|Flag Name(s)||Ручнік (Ručnik) [Flag Of Belarus]|
|Color Scheme||red green|
|Color and Design|
A horizontal bicolour of red over green in a 2:1 ratio, with a red ornamental pattern on a white vertical stripe at the hoist.
|Meaning & Symbolism||Unlike many governments, Belarus has not legally defined the symbolism of Belarus flags. President Alexander Lukashenko did give an informal explanation of the flag's symbolism. He explained that the red section of Belarusian flags represents both freedom and the sacrifices made by previous generations, while the green section represents life. The flag's decorative pattern is a traditional design, so it serves to represent that traditional values and culture of the nation's people. The colors originated while the nation had a communist government, and that government assigned a different symbolic value to them. The red was said to represent that blood that had been shed during the communist revolution, while the green represented the beautiful forests of Belarus.|
|Description and Brief History|
Belarusian flags are among the youngest in the world. Their modern design, which is a bicolor of red and green with an ornamental design along the staff, only received government approval in 2012. That government approval came more than a decade after the design was first developed and approved by the citizenry through a referendum in 1995.
The current national flag of Belarus was formally adopted on June 7, 1995, following the result of a referendum voted on by the Belarusian people in the previous month.
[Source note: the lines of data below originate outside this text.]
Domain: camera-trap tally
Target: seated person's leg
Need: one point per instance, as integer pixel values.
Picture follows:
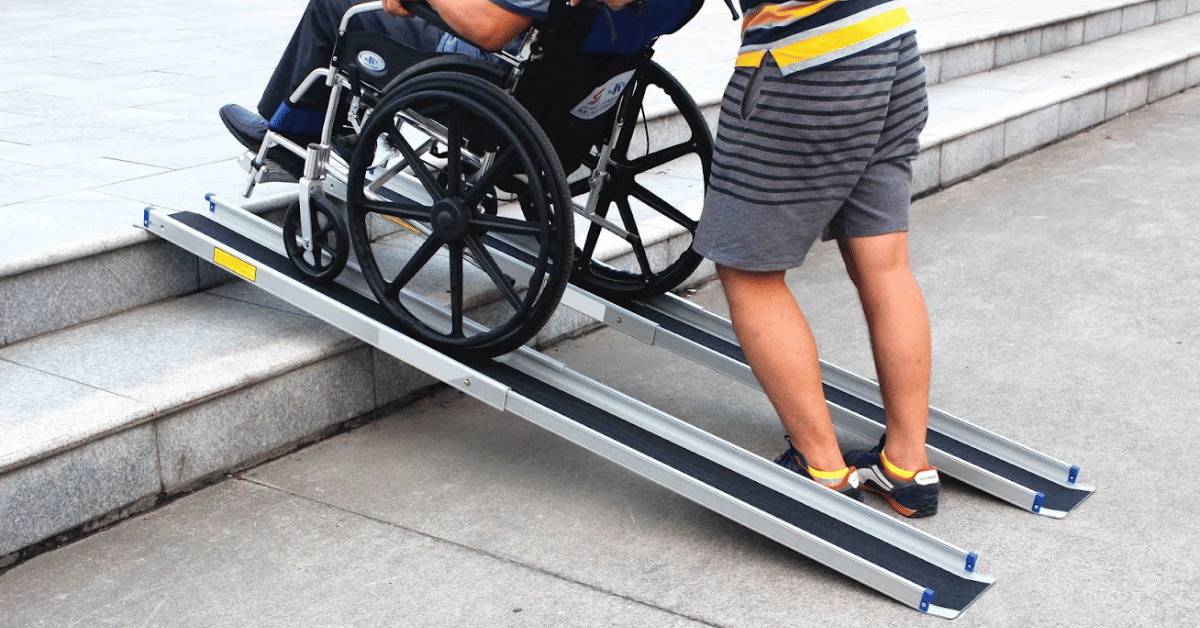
(312, 47)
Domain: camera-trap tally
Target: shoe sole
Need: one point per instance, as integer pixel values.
(928, 509)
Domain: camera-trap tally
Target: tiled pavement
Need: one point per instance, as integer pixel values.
(108, 107)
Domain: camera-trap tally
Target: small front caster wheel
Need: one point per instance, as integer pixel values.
(330, 241)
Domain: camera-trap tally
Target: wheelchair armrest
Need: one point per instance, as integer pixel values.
(426, 12)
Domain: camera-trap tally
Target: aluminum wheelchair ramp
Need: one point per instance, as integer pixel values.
(846, 536)
(990, 462)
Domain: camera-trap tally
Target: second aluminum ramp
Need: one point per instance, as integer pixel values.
(867, 545)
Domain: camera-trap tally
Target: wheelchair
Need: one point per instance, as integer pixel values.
(471, 191)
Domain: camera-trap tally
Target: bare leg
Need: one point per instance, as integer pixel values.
(783, 354)
(900, 339)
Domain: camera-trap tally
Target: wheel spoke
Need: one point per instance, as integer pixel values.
(454, 154)
(486, 262)
(594, 228)
(456, 288)
(401, 209)
(415, 263)
(504, 225)
(630, 123)
(635, 238)
(660, 205)
(661, 157)
(418, 166)
(487, 180)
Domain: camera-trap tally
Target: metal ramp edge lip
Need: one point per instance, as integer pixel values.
(1001, 467)
(501, 395)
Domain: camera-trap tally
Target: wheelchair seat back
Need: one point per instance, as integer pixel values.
(586, 64)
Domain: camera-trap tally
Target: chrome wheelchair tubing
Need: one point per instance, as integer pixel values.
(365, 7)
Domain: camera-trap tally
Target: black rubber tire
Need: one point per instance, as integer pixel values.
(330, 245)
(623, 185)
(462, 216)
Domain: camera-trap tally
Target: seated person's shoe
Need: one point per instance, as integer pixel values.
(246, 126)
(913, 497)
(847, 485)
(250, 130)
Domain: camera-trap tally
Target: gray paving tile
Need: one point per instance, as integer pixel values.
(183, 350)
(71, 489)
(1031, 131)
(253, 424)
(1081, 113)
(42, 414)
(65, 294)
(1102, 25)
(1126, 96)
(1168, 10)
(1167, 82)
(1062, 36)
(298, 563)
(85, 223)
(1138, 16)
(971, 154)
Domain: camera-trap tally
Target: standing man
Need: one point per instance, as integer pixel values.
(816, 137)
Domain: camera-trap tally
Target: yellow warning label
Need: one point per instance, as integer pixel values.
(402, 222)
(237, 265)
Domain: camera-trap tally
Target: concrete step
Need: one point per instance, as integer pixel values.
(135, 372)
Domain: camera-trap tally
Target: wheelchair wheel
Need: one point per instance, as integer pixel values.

This new design replaced a historical flag used by the Belarusian People's Republic of 1918, before Belarus became a Soviet Republic, and again after it regained its independence in 1991. The current flag is a modification of the 1951 flag used while the country was a republic of the Soviet Union. Several flags used by government officials and agencies were based on the national flag.
A few groups have continued to use the white and red flag, though its display in Belarus has been restricted by the government of Belarus allegedly due to its association with Nazi collaboration during the Second World War. That flag is used in protests against the government and by certain groups of the Belarusian diaspora.